Wednesday, October 7, 2009

NYRB Challenge #5: Cesare Pavese. . .

Over to Italy now. My next author choice came about because I've been slowly working my way through the films of the great Italian director Michangelo Antonioni. I was watching a DVD of 1955's Le Amiche (The Girlfriends) and the credits announced it was based on a novel by Cesare Pavese. I hit the pause button and immediately went to my shelves as I knew NYRB published him. Sure enough, the short novel that was the inspiration for the film is part of The Selected Works of Cesare Pavese, under the title Among Women Only. I love the cover of this collection - it could almost have been a still from the movie. Both versions of the story are great. It follows a woman who comes to Turin from Rome to oversee the setting up of a new fashion boutique shop and gets caught up in the lives of a group of rich but bored and shallow women. In the novel, the main character has more bite and worldly cynicism than her movie counterpart, but the ending of the film is terrific and all Antonioni. But unfortunately this NYRB edition does not have Canadian rights (although you can read Among Women Only in other editions). So it didn't count for this challenge.
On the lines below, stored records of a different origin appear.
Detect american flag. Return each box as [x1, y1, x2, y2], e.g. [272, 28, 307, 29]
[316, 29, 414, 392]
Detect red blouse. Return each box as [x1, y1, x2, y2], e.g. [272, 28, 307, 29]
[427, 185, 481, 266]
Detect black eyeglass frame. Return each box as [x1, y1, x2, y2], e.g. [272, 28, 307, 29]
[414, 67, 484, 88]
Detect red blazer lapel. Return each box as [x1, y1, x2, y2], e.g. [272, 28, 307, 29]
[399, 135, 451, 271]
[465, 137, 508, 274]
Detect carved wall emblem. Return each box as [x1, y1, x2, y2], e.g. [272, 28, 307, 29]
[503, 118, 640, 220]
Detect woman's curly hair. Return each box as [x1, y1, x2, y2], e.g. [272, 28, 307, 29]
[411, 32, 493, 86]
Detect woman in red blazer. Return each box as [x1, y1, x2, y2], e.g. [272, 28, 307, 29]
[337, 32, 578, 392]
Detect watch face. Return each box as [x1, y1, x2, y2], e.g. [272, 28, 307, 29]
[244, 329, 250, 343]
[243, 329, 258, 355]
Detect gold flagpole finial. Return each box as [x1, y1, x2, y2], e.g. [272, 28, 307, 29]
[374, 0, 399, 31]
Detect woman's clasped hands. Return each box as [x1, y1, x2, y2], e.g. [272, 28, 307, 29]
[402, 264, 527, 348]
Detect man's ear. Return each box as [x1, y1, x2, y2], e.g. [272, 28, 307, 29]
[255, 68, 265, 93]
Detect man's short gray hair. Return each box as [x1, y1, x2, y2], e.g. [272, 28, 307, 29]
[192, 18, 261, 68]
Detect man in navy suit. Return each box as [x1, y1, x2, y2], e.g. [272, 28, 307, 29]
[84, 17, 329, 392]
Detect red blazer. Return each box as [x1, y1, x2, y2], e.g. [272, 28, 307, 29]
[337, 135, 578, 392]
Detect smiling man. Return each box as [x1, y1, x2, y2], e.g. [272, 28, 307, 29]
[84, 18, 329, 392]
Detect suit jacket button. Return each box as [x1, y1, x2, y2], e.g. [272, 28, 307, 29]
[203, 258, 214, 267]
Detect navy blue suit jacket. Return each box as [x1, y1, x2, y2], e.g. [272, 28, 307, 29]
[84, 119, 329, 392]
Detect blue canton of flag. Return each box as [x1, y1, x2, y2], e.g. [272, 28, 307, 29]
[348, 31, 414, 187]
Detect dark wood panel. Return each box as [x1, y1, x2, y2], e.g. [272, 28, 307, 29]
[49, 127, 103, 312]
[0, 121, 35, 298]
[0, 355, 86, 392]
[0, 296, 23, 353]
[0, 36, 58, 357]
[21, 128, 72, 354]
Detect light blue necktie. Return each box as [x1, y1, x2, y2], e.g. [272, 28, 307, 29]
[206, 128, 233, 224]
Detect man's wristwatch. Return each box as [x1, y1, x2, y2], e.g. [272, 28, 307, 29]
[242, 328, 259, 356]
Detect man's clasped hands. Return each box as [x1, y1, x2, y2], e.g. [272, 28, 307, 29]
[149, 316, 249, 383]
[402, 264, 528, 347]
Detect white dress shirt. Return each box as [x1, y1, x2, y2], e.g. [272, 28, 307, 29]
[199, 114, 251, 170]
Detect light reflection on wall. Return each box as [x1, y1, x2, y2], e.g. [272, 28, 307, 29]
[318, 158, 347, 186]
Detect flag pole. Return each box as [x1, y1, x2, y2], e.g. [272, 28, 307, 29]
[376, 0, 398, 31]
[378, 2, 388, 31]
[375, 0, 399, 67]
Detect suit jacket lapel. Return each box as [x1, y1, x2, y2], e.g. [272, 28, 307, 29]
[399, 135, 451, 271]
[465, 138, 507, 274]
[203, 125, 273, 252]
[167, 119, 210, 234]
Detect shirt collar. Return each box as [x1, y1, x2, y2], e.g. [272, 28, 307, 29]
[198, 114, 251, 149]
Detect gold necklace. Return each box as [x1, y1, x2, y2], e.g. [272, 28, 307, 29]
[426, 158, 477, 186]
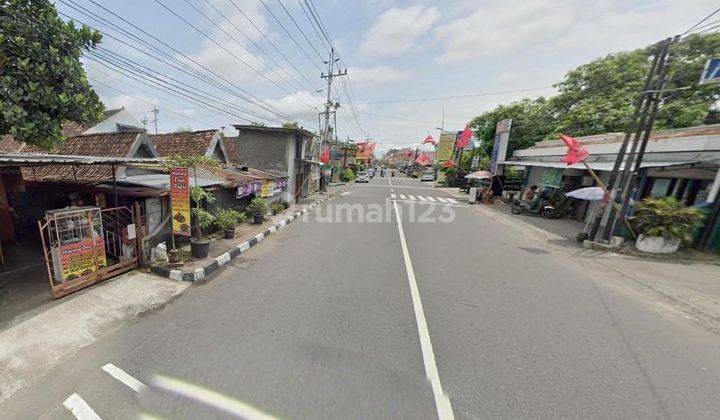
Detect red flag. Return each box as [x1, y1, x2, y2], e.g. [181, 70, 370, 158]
[560, 134, 589, 165]
[405, 149, 414, 158]
[441, 160, 455, 168]
[423, 135, 437, 146]
[456, 124, 472, 148]
[320, 146, 330, 164]
[416, 152, 429, 165]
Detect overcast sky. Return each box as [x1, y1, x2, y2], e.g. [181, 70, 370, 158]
[58, 0, 717, 155]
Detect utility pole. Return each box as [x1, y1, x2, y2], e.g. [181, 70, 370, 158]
[151, 106, 159, 134]
[589, 37, 676, 241]
[319, 48, 347, 190]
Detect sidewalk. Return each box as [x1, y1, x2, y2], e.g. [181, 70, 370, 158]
[470, 200, 720, 335]
[150, 185, 346, 281]
[0, 186, 345, 403]
[0, 271, 187, 401]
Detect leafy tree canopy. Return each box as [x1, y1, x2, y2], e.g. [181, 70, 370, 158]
[0, 0, 104, 149]
[470, 33, 720, 158]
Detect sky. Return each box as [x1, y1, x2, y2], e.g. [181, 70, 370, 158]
[56, 0, 718, 155]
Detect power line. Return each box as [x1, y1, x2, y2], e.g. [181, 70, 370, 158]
[682, 6, 720, 35]
[88, 76, 217, 129]
[359, 86, 555, 104]
[88, 47, 285, 123]
[151, 0, 310, 103]
[64, 0, 297, 122]
[296, 0, 331, 50]
[276, 0, 327, 60]
[258, 0, 324, 69]
[305, 0, 335, 49]
[226, 0, 320, 91]
[85, 53, 256, 123]
[357, 110, 463, 125]
[194, 0, 316, 93]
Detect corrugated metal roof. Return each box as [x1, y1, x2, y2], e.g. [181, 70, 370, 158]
[0, 153, 160, 166]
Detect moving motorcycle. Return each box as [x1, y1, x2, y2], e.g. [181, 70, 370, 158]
[511, 198, 556, 219]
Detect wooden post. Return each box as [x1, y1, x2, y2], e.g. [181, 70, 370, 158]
[582, 161, 636, 239]
[133, 201, 144, 266]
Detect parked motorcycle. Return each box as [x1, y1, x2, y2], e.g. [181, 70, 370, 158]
[511, 199, 556, 219]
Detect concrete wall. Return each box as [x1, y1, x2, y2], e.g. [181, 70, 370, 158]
[231, 131, 292, 174]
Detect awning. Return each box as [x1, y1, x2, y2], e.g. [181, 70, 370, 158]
[119, 174, 223, 190]
[502, 160, 700, 171]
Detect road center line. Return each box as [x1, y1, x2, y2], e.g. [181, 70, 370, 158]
[392, 200, 454, 420]
[388, 177, 393, 187]
[63, 393, 102, 420]
[102, 363, 147, 393]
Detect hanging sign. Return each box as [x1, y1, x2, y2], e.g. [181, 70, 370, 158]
[236, 183, 254, 198]
[261, 180, 273, 197]
[170, 168, 191, 237]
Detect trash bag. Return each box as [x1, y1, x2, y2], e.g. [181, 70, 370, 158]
[154, 242, 168, 262]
So my NYRB Challenge Book #5 is another Pavese work that is available in Canada - his novel The Moon and the Bonfires, translated by R.W. Flint. It was published in 1950, just before the author committed suicide. The narrator, known only by his nickname "Eel", has returned to the small Italian town he grew up in. He has been away in America for many years - including those of the Second World War - making his fortune and trying to put his past behind him. (Incidentally, Pavese worked as a translator on many American classics by Melville, Gertrude Stein and Faulkner). Eel grew up in poverty, never knowing his parents and reliant on a family who takes him in for the few lire that the orphanage pays each month. He feels the stigma of his illegitimacy all his life. Later he goes to work on the Mora estate, a nearby vineyard, where he spies on the three daughters of his master as, desperate to leave their farm, they chase the attentions of any available bachelor - with tragic results (unhappiness and hopelessness seem positively glued to Pavese's female characters despite their defiant posturing). While wandering the familiar landscape of his past, and reconnecting with an old friend, Eel becomes interested in the family now eeking out a living on the poor parcel of land where he grew up, and also in finding out how the youngest Mora daughter died during the war.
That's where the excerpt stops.